Failed social experiment 😒
So I tried something. A little social experiment of sorts. Most people don't know what I do for work. I just say basic stuff like IT or Networking and that's usually enough because most of my friends are not into that. Anyway, I tried something just to see. Been doing the youtube thing so I thought I'd give it a try. Results were not ideal. It made me a little sad actually but it did make me see a little better.
I told someone what I do a bit more specific but this time I also mentioned my pay, benefits, and retirement plan. This was on purpose and I wanted too see if that made a difference in my friendship and/or romantic life. Well, I didn't even need to wait a week. The person I told this too told me I shouldn't waste my retirement in case I pass away. You see, I can set up my retirement plan so that my spouse will get my retirement should I pass away. Well, I'm not married so there is no spouse to pass it along to so the point is mute. Yet, this "friend" tells me that I should be able to pass my retirement along to someone else and I shouldn't waste it by not passing it on to anyone. As time passed, she all of a sudden has been chatting with me like 10x more than before and her tone and texting has changed.

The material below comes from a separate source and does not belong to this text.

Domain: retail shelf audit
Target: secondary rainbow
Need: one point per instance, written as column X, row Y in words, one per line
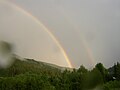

Later, a close friend of hers started texting me a bit more too. She asked me out again and wanted me to go out with her.....and her son! Well what the heck is that? You don't date and bring your Son out with you. Maybe in time and after awhile, that's when you introduce your kiddos. Oh yeah, she is a single Mom so it's not a weird triangle thing. I put two-and-two together and figured she knew too. She's good friends with the woman I told about my work.
This sucks and makes me a little sad. They've known me for a few years and never really gave me much attention except as good friends and that's more than fine with me. I did this just to see and I see what happened. This means my morals, humor, ethics, hobbies, intergrity, honesty, dependability, hamster wheel spinning around in my head, and basically my overall character that I've been as a friend to these two women all these years meant nothing to them? Only when they know what my pay and benefits are then all of a sudden they want me for maybe something special? I thought what I show is pretty good and enough to bring on the table for a possible relationship. So all these things I am mean nothing and only because of my current financial status info makes me a better person now?
So yeah.. got me down a little bit but it's something I needed to learn and know. I didn't even reply to the other lady that wanted me to go out with her ad her kiddo. Nope, not going that way. Surprising myself actually. She is pretty cute too and I'm not wanting to go out with her? Some people would slap me telling me to wake the heck up. Blond, blue eyes, and a little overweight but it's mostly on her butt and it actually makes her look hotter so she is more than yummy enough to physically. I forgot what her ethnicity is. Some European Country but I don't recall what she said.
That's all I got for now. All I can do is keep striving to better myself and stay as happy as I can. For sure, no more of these experiments.
From the guy that apparently has a hidden heart, later diary.